To start, I'll give you the context on common object detection metrics. These information's can also be consulted on the Kiprono Elijah Koech article and on Rafael Padilla's works.
Intersection over union (IoU) is a metric that evaluates the intersection between two bounding boxes. This requires the ground truth bounding boxes (the ones that actually limit around the object) and the predicted bounding boxes (the ones that the model predicted). The IoU is obtained by the intersection of the ground truth bounding box with the predicted bounding box, divided by their union. The following equation show's that mathematical relationship:
To visualize the situation better, the next image represents the same equation but with the ground truth bounding box in green and the predicted bounding box in red:
IoU varies between 0 and 1, where 0 means no intersection between the ground truth bounding box and the predicted bounding box and 1 means that they are perfectly overlapping. This metric will be essential to distinguish a correct detection from a wrong detection, so, it need to be associated with a threshold like 50%, 75% or 95%. The following concepts apply the distinction based on the threshold value:
True Positives (TP) - Correct detection. IoU greater or equal to the threshold.
False Positive (FP) - Incorrect detection. IoU is smaller or equal to the threshold.
False Negative (FN) - Ground truth undetected.
True Negative (TN) - Represents the bounding boxes that must not be detected on the image. This doesn't apply on object detection because there are too many options.
These concepts can be applied on a Confusion Matrix as shown below:
Now, there will be introduced two important metrics for object detection: precision and recall. Precision is the model's ability to detect only relevant objects. This is the percentage of correct detection's, as shown on the equation:
About the recall, it represents the model's ability to find ground truth's. In other words, it represents the number of true positives (TP) found on a number of ground truths.
To help you understand these measurements better I created this image which we will discuss:
The figure represents an image and in green there are the ground truth bounding boxes and in red the bounding boxes predicted by the model. The Iou threshold was defined to 50%, so, if the IoU is smaller than that value, the detection is called False Positive (FP). If the detection has a IoU greater than 50%, the detection will be a True Positive, in other words, a correct detection. On the image there are, in fact, 2 FP and 1 TP. With that being said, the Precision is the TP divided by all detection's/ predictions, so, P=33,3%. On the other hand, the recall is the number of TP divided by the number of ground truths, so, recall is 1 TP divided by 4 ground truths (green).

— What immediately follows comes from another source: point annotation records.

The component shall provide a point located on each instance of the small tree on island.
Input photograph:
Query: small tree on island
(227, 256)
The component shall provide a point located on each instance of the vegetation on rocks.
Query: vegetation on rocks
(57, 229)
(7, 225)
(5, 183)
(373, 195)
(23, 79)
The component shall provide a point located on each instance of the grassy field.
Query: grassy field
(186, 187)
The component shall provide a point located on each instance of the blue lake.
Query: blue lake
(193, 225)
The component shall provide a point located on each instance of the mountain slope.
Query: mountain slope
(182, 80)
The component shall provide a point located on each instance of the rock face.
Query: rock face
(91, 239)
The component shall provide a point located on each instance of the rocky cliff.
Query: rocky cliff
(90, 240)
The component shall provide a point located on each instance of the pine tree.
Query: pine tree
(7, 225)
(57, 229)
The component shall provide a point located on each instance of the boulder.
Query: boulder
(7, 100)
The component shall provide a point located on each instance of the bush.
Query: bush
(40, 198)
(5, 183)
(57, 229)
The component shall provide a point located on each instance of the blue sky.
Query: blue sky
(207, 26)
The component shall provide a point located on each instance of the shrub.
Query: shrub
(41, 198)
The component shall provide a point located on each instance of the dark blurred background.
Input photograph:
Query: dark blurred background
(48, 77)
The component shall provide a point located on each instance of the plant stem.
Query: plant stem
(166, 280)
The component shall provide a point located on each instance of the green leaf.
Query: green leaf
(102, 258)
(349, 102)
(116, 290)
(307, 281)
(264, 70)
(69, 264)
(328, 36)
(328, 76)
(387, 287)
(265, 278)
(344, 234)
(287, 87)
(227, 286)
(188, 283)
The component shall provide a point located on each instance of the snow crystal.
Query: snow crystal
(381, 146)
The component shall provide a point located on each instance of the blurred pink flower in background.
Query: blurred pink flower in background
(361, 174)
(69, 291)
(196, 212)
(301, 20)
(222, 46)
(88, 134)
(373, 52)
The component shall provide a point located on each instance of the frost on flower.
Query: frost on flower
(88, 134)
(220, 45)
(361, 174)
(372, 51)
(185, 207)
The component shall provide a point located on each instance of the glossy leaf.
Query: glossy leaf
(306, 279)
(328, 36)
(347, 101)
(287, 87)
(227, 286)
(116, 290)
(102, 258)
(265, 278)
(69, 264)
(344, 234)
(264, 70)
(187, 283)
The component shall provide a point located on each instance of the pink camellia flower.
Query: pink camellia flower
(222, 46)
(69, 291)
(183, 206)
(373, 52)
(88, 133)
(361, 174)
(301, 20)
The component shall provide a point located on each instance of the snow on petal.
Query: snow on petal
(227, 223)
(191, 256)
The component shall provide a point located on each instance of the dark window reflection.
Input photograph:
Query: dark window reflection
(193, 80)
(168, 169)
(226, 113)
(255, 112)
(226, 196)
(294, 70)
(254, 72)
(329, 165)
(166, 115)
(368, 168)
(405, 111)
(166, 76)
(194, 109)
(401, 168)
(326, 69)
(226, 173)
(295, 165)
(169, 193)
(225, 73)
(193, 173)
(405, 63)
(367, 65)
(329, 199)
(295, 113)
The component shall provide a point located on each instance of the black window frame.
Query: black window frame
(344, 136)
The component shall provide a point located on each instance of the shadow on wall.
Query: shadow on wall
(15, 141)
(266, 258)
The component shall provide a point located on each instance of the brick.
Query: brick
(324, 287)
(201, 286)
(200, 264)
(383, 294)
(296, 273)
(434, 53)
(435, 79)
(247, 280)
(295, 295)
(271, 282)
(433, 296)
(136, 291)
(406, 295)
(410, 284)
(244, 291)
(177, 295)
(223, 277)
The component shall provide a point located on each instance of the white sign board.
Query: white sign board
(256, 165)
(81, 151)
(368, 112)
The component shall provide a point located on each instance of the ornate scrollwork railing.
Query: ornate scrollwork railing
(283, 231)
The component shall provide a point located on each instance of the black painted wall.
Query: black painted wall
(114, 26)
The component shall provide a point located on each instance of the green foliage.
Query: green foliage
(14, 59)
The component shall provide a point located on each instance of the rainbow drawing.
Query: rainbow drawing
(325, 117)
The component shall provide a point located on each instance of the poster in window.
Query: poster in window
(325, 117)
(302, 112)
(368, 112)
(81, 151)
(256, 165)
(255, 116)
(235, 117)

R=25%.
A good way to measure the performance of a object detector is to use a graph that relates Precision with Recall for each class. A good object detector is identified when the Precision remains high when the Recall increases because this means that even when changing the confidence threshold, the Precision and Recall remain high. On the following image you can see in blue a a good object detector and in red a less good object detector.
Another good way to compare performance between object detection models is by using the Average precision (AP). This metric is simply the area under the Precision x Recall curve. This metric arises because of the fact that many times comparing different curves from different models is hard, since there might be some abrupt changes or the curves might cross. Basically, AP is the average Precision across the Recall between 0 and 1. Nowadays it's done interpolation on all points of the graph but before 2010 there were different methods based on interpolation on 11 points with the same distance. The next images show in a simple way how the AP is obtained:
As you can see, first we make the interpolation of the precision x recall curve. You might have noticed that this process is here to simplify the original curve so that the AP calculation is easier and less computationally demanding.
The next step implies generating areas using the interpolated graph so we can obtain an approximation of the total are of the curve. The sum of the area of all rectangles is the AP. In this case, if the AP is 0,2456, it means that the average precision of the model is 24,56% across the recall.
To compare the performance between models for all classes, it's possible to obtain the Mean Average Precision (mAP) which represents the average AP for the total set of classes. It's important that the models to be compared have the same number of classes or this metric is no longer relevant.
The number of classes is the number of objects that are possible to be identified. In our case, the YOLO model used the COCO dataset and it had the full 80 classes.